The Creation of the Kennedy Half Dollar
Within days of the assassination, Congressional and Mint officials developed consensus on the design of the new half dollar coin, which would feature a portrait of Kennedy, as well as the Presidential seal. Both of these concepts were adapted from the 1961 U.S. Mint medal commemorating Kennedy’s inauguration. The inauguration medal is thus an important precursor, from a design standpoint, of the Kennedy half dollar. In parallel, Congress was working to enact the legislation necessary for the design change. The law mandated that coinage designs be unchanged for 25 years, and, as the Benjamin Franklin half dollar had been introduced in 1948, congressional action was required to authorize the use of the Kennedy portrait. Some thought was given to using the Washington quarter dollar instead (introduced in 1932), but Mrs. Kennedy opposed the replacement of Washington with Kennedy. Eva Adams, Mint Director, within days of the assassination, alerted Mint engravers that a new coin was under consideration, and this early action indicates she was closely in touch with Congressional officials regarding the matter.
On December 10, President Johnson issued a press release announcing plans to create the new coin. Trial strikes were shown to Mrs. Kennedy and Robert Kennedy on December 17. Mrs. Kennedy recommended changes to Kennedy’s hairstyle and in addition requested a full-length figure. The latter was request was impractical, but a second trial with accented hair was produced.
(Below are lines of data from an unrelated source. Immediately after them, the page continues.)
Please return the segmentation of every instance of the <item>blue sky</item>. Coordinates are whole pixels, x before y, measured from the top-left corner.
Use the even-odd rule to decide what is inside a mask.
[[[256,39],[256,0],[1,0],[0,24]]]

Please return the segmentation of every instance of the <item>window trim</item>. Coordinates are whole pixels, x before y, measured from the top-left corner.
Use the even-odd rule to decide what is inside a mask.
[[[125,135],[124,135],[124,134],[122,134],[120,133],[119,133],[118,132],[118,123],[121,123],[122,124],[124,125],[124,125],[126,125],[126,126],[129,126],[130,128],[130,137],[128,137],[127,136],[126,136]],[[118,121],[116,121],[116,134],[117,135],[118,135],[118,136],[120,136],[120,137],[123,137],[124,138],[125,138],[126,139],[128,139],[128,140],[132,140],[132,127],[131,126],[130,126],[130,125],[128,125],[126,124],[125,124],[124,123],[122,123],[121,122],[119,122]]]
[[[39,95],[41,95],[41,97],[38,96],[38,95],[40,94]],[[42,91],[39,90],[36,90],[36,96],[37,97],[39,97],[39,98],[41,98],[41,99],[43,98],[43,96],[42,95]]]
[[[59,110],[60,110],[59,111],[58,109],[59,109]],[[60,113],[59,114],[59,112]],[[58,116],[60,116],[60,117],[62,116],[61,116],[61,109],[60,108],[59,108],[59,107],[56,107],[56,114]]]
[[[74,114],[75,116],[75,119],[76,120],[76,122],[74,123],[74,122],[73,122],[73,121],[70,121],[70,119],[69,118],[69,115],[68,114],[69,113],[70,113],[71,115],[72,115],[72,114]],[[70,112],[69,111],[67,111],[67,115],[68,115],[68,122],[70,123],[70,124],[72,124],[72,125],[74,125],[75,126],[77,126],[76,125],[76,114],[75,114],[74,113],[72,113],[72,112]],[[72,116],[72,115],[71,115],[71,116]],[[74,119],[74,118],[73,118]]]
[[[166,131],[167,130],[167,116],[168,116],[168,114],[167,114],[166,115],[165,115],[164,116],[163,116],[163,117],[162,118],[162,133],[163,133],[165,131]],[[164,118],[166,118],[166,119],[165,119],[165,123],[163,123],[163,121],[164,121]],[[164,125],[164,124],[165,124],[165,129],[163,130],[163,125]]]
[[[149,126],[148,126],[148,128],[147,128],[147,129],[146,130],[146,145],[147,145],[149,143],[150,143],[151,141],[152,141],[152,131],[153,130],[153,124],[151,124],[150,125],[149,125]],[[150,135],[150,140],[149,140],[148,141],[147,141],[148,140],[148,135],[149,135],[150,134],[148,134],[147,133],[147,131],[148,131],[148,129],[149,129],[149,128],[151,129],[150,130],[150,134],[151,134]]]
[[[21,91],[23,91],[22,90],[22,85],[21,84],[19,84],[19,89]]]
The Treasury Secretary inspected and approved this trial on December 22. The Congressional act authorizing the coin was passed on Dec. 30, and only three days later the first coinage dies were delivered within the Mint.
The entire process from conception to production, lasting only a few weeks, is an anomaly in American numismatics and demonstrates the public impact of the death of Kennedy and the corresponding call to develop a national tribute through the form the nation’s coinage.